Expert calls for harsher penalties for employers violating OHS rules
One occupational health and safety expert is calling on the Saskatchewan government to make regulatory changes to ensure employers are appropriately penalized for exposing workers to harm in the workplace.
Currently, many provinces don't have the ability to issue hefty fines directly to workplaces that put employees in harm's way, said Sean Tucker, a professor of occupational health and safety at the University of Regina, in a CBC report.
Instead, they can only order employers to fix violations – with no fines – or they can try to pursue large fines in court, which is costly and can take years, he said.
Two Co-op grocery employees poisoned
The statement comes after two teenagers working at Gateway Co-op grocery in Saskatchewan were poisoned on the job last year.
Wil Krotenko started feeling sick soon after starting his shift on Oct. 23 when his manager tasked him with cleaning enclosed areas of the meat department with a gas-powered pressure washer.
"I started feeling lightheaded and dizzy," he said, according to the CBC report. He staggered to the front of the store, he said, “and I guess that's when I collapsed."
He had to be airlifted to a hospital in Edmonton with severe carbon monoxide poisoning.

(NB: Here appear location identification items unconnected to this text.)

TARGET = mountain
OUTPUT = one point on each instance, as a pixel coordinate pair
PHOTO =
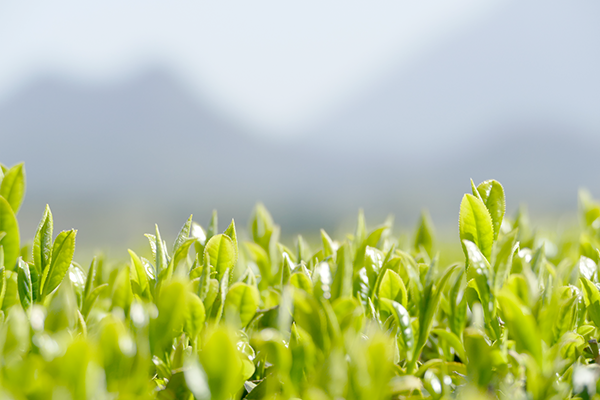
(515, 99)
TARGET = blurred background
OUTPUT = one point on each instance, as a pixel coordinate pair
(130, 113)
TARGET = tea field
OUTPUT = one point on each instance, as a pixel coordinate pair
(235, 313)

Krotenko spent hours in a hyperbaric chamber to replace the high levels of carbon monoxide in his blood with oxygen.
"He was basically at death's door," said Wil's father, Kurt Krotenko, in the same report. "If he would have passed out in that meat department alone with the pressure washer on.… He could have been dead right there."
After his carbon monoxide poisoning, it’s possible Wil Krotenko could face long-term neurological, cognitive, physical and emotional problems, noted Louis Hugo Francescutti, a professor in the School of Public Health at the University of Alberta and an emergency physician, in the CBC report.
High carbon monoxide levels in confined space
An occupational Health and Safety report on the incident noted that carbon monoxide levels in the confined space where Krotenko was working were up to 60 times higher than what's considered safe over an eight-hour period under Saskatchewan's occupational health regulations, reported CBC.
Just the day before the incident, another teen worker had told their supervisor that “he passed out”, apparently from trying to do the same task assigned to Krotenko.
The supervisor even told the worker: “I’m pretty sure you’re sick from the fumes of this pressure washer[.] It’s really bad, you might need to go to the hospital.”
Both teens were unsupervised and received no training on how to use the equipment, reported CBC, citing statements from the teenage workers’ families and the workplace safety report.
Co-op broke four Occupational Health and Safety Regulations:
- failing to provide worker health and safety training
- failure to provide adequate supervision
- allowing employees under the age of 16 to work in a hazardous space
- exposing young workers to dangerous chemicals or substances
Co-op was ordered to comply with the rules it had broken within 11 weeks but faced no fines or other repercussions. The employer has complied, Co-op said.
Expert calls for Administrative Monetary Penalties
The government must put in place other tools such as administrative penalties so that for serious incidents that won’t go through a prosecution, “there can be a significant financial penalty” on the employer, Tucker said in the CBC article.
Administrative Monetary Penalties (AMPs) – severe fines that fill the gap between written orders to fix problems and court prosecution – is the solution, she said. However, Saskatchewan’s labour ministry has no plans to implement AMPs.
Tucker said that charges under Saskatchewan's occupational health and safety law should be made, but that would require Saskatchewan's Ministry of Labour Relations and Workplace Safety to pursue charges through the Ministry of Justice.
The ministry has no plans of doing that, at least for now.
"However, charges can be filed any time within two years from the date of the incident if new or additional evidence warrants it," a spokesperson said via email, according to CBC.